Fortissimo Space is not First-Countable

From ProofWiki
Jump to navigation Jump to search


Let $T = \struct {S, \tau_p}$ be a Fortissimo space.

Then $T$ is not a first-countable space.


This proof follows the proof from Countable Complement Space is not First-Countable.

Aiming for a contradiction, suppose that $p \in S$ has a countable local basis.

That means:

there exists a countable set of sets $\BB_p \subseteq \tau$

such that:

$\forall B \in \BB_p: p \in B$

and such that:

every open neighborhood of $p$ contains some $B \in \BB_p$.


\(\displaystyle \bigcap \BB_p\) \(=\) \(\displaystyle \set p\)
\(\displaystyle \leadsto \ \ \) \(\displaystyle S \setminus \set p\) \(=\) \(\displaystyle S \setminus \bigcap \BB_p\)
\(\displaystyle \) \(=\) \(\displaystyle \bigcup_{B \mathop \in \BB_p} \paren {S \setminus B}\) De Morgan's Laws: Difference with Intersection

By definition of the fortissimo space, each of $S \setminus B$ is countable.
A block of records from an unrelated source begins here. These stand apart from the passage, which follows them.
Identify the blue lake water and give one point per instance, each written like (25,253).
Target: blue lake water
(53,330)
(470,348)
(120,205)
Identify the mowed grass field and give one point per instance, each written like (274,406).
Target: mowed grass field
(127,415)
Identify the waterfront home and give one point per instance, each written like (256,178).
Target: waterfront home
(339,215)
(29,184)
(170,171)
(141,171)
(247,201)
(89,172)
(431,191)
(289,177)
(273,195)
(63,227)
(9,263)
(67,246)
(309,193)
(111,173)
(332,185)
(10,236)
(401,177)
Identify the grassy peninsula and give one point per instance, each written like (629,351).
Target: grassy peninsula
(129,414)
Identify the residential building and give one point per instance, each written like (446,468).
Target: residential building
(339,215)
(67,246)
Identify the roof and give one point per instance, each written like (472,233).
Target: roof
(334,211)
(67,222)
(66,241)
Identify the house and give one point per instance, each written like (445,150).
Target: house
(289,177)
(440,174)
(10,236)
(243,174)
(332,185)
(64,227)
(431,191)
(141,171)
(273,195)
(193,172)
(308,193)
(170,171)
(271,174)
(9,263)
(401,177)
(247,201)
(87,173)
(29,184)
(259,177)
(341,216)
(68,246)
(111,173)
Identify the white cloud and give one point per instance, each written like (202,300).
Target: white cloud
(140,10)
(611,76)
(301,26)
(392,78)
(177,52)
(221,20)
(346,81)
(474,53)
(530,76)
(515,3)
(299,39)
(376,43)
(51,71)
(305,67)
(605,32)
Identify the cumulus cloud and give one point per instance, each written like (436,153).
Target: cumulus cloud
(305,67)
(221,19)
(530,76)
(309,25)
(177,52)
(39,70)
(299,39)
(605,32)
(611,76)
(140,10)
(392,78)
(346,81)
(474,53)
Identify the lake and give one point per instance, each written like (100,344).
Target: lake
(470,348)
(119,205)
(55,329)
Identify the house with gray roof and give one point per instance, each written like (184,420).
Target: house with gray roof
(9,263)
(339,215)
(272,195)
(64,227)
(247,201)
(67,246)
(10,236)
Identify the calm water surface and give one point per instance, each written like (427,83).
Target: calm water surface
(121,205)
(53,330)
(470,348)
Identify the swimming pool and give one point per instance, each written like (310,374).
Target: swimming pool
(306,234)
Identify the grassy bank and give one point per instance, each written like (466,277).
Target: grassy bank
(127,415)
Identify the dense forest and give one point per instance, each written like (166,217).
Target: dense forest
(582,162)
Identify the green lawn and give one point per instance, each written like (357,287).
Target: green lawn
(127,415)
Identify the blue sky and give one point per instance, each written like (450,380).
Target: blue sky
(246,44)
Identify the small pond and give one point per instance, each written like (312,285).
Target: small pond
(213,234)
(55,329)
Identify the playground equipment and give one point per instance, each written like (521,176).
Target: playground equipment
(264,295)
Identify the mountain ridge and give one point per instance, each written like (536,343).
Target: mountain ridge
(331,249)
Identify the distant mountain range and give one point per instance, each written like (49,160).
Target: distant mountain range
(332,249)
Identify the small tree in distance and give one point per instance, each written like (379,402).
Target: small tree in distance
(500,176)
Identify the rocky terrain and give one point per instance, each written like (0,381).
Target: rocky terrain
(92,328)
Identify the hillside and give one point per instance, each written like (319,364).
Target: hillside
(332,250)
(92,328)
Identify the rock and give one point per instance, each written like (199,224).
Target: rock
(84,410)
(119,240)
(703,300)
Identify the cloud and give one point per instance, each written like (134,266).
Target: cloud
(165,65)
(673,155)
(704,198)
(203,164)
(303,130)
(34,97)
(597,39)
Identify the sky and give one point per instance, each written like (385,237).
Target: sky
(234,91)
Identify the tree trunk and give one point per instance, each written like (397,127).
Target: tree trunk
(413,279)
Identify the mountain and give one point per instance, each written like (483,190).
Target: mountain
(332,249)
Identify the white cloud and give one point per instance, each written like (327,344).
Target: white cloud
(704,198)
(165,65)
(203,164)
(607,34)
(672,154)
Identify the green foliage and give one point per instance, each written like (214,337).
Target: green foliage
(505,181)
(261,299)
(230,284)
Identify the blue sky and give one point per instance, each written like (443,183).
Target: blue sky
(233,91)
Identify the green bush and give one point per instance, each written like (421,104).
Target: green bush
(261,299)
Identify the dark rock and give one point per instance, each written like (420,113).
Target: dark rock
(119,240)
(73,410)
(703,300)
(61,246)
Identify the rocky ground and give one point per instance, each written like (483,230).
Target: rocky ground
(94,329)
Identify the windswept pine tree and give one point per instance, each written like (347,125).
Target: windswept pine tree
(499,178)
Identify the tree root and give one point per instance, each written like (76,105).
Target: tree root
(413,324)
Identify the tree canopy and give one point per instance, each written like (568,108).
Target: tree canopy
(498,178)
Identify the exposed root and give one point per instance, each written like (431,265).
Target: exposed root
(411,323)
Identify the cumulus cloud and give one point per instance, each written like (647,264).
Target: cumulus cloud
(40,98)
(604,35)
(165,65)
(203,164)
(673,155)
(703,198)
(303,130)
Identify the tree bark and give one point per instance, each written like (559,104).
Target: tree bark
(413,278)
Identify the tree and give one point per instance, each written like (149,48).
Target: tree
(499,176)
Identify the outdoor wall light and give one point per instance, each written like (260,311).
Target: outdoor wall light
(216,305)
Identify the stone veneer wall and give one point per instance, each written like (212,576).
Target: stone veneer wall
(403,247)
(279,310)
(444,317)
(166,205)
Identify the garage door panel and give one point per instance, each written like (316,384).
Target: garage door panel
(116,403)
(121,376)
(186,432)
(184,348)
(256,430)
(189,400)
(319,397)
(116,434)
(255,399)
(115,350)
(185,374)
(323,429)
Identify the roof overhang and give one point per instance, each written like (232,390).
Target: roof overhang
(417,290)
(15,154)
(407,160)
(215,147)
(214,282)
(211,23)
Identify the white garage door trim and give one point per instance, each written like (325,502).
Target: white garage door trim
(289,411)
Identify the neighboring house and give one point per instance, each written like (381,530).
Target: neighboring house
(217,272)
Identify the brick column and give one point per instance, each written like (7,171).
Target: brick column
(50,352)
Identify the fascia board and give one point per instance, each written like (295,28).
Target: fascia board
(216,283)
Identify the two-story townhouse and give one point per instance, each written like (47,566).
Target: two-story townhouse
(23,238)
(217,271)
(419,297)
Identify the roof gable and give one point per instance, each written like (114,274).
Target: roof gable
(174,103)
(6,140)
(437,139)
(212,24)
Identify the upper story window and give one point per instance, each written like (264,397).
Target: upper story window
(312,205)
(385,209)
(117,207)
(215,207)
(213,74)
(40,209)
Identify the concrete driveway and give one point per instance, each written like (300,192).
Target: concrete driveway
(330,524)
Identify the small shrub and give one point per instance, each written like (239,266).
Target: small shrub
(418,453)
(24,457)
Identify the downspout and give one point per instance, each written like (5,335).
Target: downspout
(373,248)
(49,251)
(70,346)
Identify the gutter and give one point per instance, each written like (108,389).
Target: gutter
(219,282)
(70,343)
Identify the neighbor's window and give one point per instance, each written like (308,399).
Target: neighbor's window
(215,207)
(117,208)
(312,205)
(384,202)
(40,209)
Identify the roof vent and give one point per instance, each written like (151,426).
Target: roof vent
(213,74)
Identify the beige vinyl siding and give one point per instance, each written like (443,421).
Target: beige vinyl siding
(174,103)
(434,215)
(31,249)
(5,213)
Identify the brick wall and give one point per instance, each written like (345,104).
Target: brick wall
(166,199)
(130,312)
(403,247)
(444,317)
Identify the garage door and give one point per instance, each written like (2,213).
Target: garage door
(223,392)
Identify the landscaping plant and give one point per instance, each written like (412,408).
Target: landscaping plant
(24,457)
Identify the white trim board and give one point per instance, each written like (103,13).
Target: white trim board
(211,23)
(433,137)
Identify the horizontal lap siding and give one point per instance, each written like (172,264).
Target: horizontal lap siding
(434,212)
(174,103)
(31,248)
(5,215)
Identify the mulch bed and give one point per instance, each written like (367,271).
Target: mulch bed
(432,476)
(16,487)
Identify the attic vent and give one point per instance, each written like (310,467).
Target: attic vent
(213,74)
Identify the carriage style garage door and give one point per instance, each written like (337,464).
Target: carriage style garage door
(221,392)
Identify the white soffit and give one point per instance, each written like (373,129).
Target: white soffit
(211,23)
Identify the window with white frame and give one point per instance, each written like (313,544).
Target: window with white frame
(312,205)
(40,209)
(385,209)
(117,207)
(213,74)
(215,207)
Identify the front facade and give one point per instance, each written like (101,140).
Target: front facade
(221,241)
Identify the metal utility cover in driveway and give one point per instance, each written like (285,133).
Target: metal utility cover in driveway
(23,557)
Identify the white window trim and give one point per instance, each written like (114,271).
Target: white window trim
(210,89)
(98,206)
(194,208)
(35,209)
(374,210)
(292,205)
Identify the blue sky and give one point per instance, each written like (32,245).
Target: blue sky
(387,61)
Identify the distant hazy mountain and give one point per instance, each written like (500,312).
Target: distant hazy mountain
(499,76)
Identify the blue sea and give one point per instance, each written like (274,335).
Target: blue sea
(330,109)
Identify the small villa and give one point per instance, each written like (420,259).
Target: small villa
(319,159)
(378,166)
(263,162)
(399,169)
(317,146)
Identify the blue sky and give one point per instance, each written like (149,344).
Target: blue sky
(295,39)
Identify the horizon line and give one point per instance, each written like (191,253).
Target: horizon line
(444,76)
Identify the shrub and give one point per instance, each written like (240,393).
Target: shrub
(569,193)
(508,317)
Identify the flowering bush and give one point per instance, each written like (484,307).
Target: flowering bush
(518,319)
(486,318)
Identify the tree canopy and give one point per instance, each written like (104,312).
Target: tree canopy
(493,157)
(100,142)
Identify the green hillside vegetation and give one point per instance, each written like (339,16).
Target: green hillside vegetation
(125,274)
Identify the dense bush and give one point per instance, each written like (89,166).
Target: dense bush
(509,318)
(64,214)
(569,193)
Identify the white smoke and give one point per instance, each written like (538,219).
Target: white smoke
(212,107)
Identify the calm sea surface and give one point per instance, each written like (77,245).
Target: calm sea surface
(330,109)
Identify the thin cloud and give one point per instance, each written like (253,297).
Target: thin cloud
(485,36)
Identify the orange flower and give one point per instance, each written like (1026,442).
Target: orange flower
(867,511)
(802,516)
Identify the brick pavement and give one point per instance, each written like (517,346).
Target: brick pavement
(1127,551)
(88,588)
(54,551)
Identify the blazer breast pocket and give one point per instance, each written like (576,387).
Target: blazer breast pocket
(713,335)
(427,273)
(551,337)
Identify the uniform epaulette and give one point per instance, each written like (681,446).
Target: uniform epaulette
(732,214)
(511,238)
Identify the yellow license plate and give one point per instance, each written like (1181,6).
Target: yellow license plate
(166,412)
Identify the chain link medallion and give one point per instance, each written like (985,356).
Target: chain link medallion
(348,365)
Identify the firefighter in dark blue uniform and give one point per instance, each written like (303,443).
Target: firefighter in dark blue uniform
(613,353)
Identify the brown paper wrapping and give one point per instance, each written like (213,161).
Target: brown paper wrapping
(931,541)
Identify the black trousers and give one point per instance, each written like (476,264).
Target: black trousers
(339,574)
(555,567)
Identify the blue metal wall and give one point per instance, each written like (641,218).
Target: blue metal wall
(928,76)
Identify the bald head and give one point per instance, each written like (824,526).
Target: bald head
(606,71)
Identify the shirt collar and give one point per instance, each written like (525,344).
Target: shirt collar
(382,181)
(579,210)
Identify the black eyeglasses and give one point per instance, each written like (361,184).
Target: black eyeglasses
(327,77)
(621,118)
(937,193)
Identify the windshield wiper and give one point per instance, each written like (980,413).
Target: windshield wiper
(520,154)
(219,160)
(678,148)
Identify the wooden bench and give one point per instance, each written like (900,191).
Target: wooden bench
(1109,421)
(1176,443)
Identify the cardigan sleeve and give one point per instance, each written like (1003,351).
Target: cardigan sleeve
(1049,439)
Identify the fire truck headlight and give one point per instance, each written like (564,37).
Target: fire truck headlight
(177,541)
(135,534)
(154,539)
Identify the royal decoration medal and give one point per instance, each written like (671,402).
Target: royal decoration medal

From Countable Union of Countable Sets is Countable it follows that $\displaystyle \bigcup_{B \mathop \in \BB_p} \paren {S \setminus B}$ is also countable.

So $S \setminus \set p$ and therefore $S$ is also countable.

From this contradiction (as we have specified that $S$ is uncountable) it follows that our assumption that $p \in S$ has a countable local basis must be false.

Hence by definition $T$ can not be first-countable.